Speaking of personalities this week’s film is Crock of Gold: A Few Rounds with Shane MacGowan – Julien Temple’s portrait of the former frontman for the Pogues, now a shambolic ruin, after a life of wild indulgence. The documentary remains more of a celebration than a cautionary tale. It investigates MacGowan’s passionate attachment to all things Irish, and reminds us that the Pogues must have been the most hard-working and hard-drinking band of all time. Born from the unlikely marriage of punk rock and Irish folk music, there was a character to their music that has never been duplicated.
As a talking point this week I was surprised to learn that Brian Kennedy, the former director of the National Gallery of Australia, is leaving his current post as director of the Peabody Essex Museum in Salem after 18 months.

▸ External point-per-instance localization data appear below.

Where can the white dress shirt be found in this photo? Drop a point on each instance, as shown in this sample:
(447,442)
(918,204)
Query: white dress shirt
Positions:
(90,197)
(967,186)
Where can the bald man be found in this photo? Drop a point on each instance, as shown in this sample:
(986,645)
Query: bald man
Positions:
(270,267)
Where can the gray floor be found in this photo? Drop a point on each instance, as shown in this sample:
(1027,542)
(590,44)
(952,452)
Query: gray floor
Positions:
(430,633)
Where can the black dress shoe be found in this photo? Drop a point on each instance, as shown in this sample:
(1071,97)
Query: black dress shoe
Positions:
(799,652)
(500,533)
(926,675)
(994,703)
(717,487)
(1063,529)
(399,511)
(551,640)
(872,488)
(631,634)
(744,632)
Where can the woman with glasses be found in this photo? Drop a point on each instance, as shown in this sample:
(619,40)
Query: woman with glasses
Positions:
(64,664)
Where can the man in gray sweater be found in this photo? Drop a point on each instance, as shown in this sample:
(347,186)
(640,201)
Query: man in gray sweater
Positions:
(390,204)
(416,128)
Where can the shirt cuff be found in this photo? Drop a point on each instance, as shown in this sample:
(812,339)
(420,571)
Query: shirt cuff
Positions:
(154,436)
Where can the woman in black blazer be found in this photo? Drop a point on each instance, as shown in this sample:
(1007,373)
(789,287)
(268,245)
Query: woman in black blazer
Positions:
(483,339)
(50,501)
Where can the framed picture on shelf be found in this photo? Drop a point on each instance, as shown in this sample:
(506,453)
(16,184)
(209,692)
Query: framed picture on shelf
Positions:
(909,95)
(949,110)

The announcement was immediate, and the sole reason given was “a personnel issue”. One can only wonder what happened and imagine that more will come out over time. With his directorship in Toledo and then the move to Salem it looked as if Brian had got his act together in America, but that assessment may have to be revised. Maybe Julien Temple should make a documentary about him. Crock of….
The other art news item that leapt out at me was that the Royal Academy in London is hosting an exhibition called Tracey Emin/Edvard Munch: The Loneliness of the Soul. The chief stimulus for this seems to have been Emin’s diagnosis and subsequent treatment for bladder cancer – a fate one wouldn’t wish on anybody. This kind of illness is no joke but there’s something so obscene about pairing Emin with Edvard Munch that it makes me feel as if we have really, finally, lost all sense of value in art.
The Edvard Munch retrospective, which I saw (twice) in Olso, in 2013, was one of the great experiences of my gallery-going life. To get a handle on Munch it’s worth reading Sue Prideaux’s 2005 biography, or watching Peter Watkins’s magisterial doc-drama of 1974, but there’s no denying the psychological agony that characterised his life and work. When I lived in London I was amazed by a frivolous piece written by Andrew Graham-Dixon in The Independent, in which he sneered at a Munch exhibition, joking that in The Scream, the ghostly figure was really howling with laughter. I thought at the time the English just don’t get Munch – they’re embarrassed by the rawness of the work, by the exposure of so much pent-up emotion.
Now we find that Munch has a British admirer in Tracey Emin, the most successful talentless narcissist in the contemporary art firmament. Emin’s entire career is based on advertising her own victimhood and her own perceived miseries. The art world has lapped it up. And yet it takes very little before she starts talking about the problems of being so rich and famous. She boasts about her sponsorships and flash gigs like her professorship of drawing at the Royal Academy. She complains about people who don’t understand her work, and on and on. For “don’t understand” read “don’t like”, as there’s very little to understand. It’s a long way from Edvard Munch’s lonely existence in Norway, as he retreated from the world and concentrated on his late, underrated paintings.
Everything Emin does is staged in the full light of publicity – even her bladder cancer, and the terrible operation she endured – yet another reason to present herself as one of life’s victims. Take away the PR and there is little substance: almost-blank canvases with figures loosely scrawled in paint, teensy-weensy sculptures, words in neon that sound like Céline Dion song titles. The sentiment is shallow and cliched, the hype is monumental. Watching artists, critics and curators falling over themselves to praise Emin’s drawings is like watching people in the grip of a collective hallucination. To accept this work one has to take Emin at her own estimate – as a genius whose every mark is laden with deep emotion. But try as I might, all I see is deep banality.